DAVID SWANSON, davidcnswanson at gmail.com, @davidcnswanson
Swanson’s books include War Is A Lie and When the World Outlawed War. His most recent piece is “War with Russia or with ISIS: What ever happened to peace?

He said today: “One of the least likely causes of death for people to fear in the United States is violence, and among the types of violence that could cause your death one of the least likely is terrorist blowback from U.S. wars in Western Asia. More likely than that is violence from the homegrown (if sometimes trained in foreign wars) rightwing, or violence from homegrown (if sometimes trained in Israel) police. One of the most likely causes of death in a nation being ‘liberated’ or having recently been ‘liberated’ by the U.S. military (Iraq, Libya, Afghanistan) is violence. And among the types of violence that could cause your death there, some of the most likely involve U.S. weaponry.

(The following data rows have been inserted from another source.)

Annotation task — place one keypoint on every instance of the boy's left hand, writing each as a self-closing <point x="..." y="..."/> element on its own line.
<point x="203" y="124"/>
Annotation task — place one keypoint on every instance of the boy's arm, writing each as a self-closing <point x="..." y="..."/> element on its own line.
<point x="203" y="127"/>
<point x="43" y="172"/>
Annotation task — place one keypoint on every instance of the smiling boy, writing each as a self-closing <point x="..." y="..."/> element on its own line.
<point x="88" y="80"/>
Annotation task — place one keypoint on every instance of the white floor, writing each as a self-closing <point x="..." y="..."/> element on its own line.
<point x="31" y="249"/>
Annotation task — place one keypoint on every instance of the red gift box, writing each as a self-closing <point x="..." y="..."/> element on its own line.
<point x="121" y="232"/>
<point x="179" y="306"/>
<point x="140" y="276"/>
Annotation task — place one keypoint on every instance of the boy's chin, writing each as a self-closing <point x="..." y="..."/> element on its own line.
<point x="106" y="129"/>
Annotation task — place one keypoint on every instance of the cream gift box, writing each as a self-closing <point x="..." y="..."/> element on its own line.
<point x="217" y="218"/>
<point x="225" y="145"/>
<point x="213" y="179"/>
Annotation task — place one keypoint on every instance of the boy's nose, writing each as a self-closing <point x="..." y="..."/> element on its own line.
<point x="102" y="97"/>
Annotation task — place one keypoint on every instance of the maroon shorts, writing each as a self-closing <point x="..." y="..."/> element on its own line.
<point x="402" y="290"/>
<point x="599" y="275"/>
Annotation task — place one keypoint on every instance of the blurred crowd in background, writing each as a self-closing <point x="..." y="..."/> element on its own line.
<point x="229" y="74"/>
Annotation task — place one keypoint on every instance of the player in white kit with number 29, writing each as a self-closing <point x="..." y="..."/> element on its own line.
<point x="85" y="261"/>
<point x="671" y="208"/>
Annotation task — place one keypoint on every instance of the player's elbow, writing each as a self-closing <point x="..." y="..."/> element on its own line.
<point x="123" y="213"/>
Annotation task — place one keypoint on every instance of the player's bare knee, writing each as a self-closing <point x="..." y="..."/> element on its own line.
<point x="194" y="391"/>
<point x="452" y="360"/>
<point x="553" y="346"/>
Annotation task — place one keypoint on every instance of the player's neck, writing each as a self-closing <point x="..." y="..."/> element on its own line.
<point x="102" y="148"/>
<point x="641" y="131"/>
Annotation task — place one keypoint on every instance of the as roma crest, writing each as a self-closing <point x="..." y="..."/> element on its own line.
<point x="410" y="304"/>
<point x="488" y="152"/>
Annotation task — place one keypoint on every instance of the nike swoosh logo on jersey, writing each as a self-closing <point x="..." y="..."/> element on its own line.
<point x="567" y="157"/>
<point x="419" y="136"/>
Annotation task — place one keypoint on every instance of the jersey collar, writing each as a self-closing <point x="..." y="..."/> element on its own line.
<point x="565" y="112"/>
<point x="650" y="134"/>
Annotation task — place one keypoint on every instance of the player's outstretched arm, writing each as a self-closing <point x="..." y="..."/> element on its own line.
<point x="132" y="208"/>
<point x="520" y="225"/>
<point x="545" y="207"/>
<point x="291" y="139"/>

“The same weapons profiteering that many in the United States struggle to oppose in efforts to ban or regulate guns at home drives much of the killing in the world to which we often pay far less attention. By last count, 79 percent of weapons shipped to Middle Eastern nations were from the United States. Then you have to add gifts to ‘moderates,’ and the weapons in the hands of the U.S. military itself. We’ve armed our disgruntled employees and kicked them when they were down by stripping away services to pay for wars. We’ve armed the oil-rich Middle East and bombed and occupied people’s countries. Thomas Piketty points to economic inequality in the Middle East as a cause of violence. I would add that the violence is heavily armed by someone. I would point to the same pair of problems in the United States, and point the finger of blame at the same government. The fact that the U.S. media doesn’t make these connections does not, of course, mean that angry Americans haven’t learned from their government’s foreign policy that the way to handle grievances is to kill lots of people.”

Background:

Herman wrote the book, The Real Terror Network with explanatory text on the cover: “The broad purpose of this book is to show the nature, roots and vast scope of the real terror network – the U.S.-sponsored authoritarian states – and to examine the ways in which the magnificent propaganda machinery of the west has covered this over and substituted in its place a lesser, and frequently concocted, network that includes — by careful definition and selectivity — only those terrorists who are challenging important western interests or who can be plausibly linked to its enemies.”

Chomsky writes in “Terrorism: The Politics of Language“: “My book about it, Pirates and Emperors, takes its title from a rather nice story by St. Augustine in his City of God. St. Augustine describes a confrontation between King Alexander the Great and a pirate whom he caught. Alexander the Great asks the pirate, ‘How dare you molest the sea?’ The pirate turns to Alexander the Great and says, ‘How dare you molest the whole world? I have a small boat, so I am called a thief and a pirate. You have a navy, so you’re called an emperor.’ St. Augustine concludes that the pirate’s answer was elegant and excellent and that essentially tells the story. Retail terrorism directed against our interests is terrorism; wholesale terrorism carried out for our interests isn’t terrorism.”